Ironically, as the asylums began to shrink, our neuropsychiatric knowledge began to explode, particularly in the 1980s and 90s. This brought new technologies and pharmacologic interventions that brought a new wave of promise not seen since Freeman's lobotomies and Rhone-Poulenc's Thorazine. Discovery of SSRIs like Prozac and the novel antipsychotics like Risperdal were sweeping the nation, offering relief for patients without the potentially lethal side effects and intensive medical monitoring required of the older tools. So this was one of the final nails in the coffin for the asylum.  Surely with such advances in the industry, psychiatric illnesses could be treated more quickly and no longer require the long-term stays and expense to the taxpayers.

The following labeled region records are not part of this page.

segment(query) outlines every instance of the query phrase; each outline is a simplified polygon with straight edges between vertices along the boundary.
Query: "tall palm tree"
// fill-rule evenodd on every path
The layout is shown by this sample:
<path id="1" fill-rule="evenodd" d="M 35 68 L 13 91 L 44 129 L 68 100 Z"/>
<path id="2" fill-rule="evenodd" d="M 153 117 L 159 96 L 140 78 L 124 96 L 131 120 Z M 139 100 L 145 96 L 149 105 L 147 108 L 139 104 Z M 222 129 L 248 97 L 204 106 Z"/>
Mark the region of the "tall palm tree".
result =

In the new millennium, Mandeville State Hospital and Jacksonville State Hospital in Louisiana, both public psychiatric facilities where I trained in my residency, closed. In 2012, another Jacksonville State Hospital, this one being in Illinois that had been in operation since 1857, closed due to budget issues in 2013. Our own Central State Hospital closed in Indianapolis before the dawn of the '90s. And the list goes on and on.

Many of the closures were for good reason.  The State Hospitals across the nation began to see an influx in patients who with irreversible neurocognitive disorders, such as those with developmental disabilities, progressive dementias, and other conditions which would have been better served in other more specialized facilities that we have today.  As patient censuses approached the thousands, budgets and staffing numbers remained the same or decreased, which were not favorable to good patient care to say the least.  It was not uncommon for one staff member to be left alone to supervise 60 to 80 patients.  Nor was it unusual for a handful of staff to assist 100 patients in the dining area, all of which had feeding issues and needed close monitoring.  The results of all of this was brutally captured on film for the world to see in an expose of Willowbrook State School by a young Geraldo Rivera.  Images of young patients rocking themselves in dark corners and barely clothed were shocking and burned into the public consciousness, leading to more scrutiny of such facilities and driving another nail in the coffin of the good name of the asylum.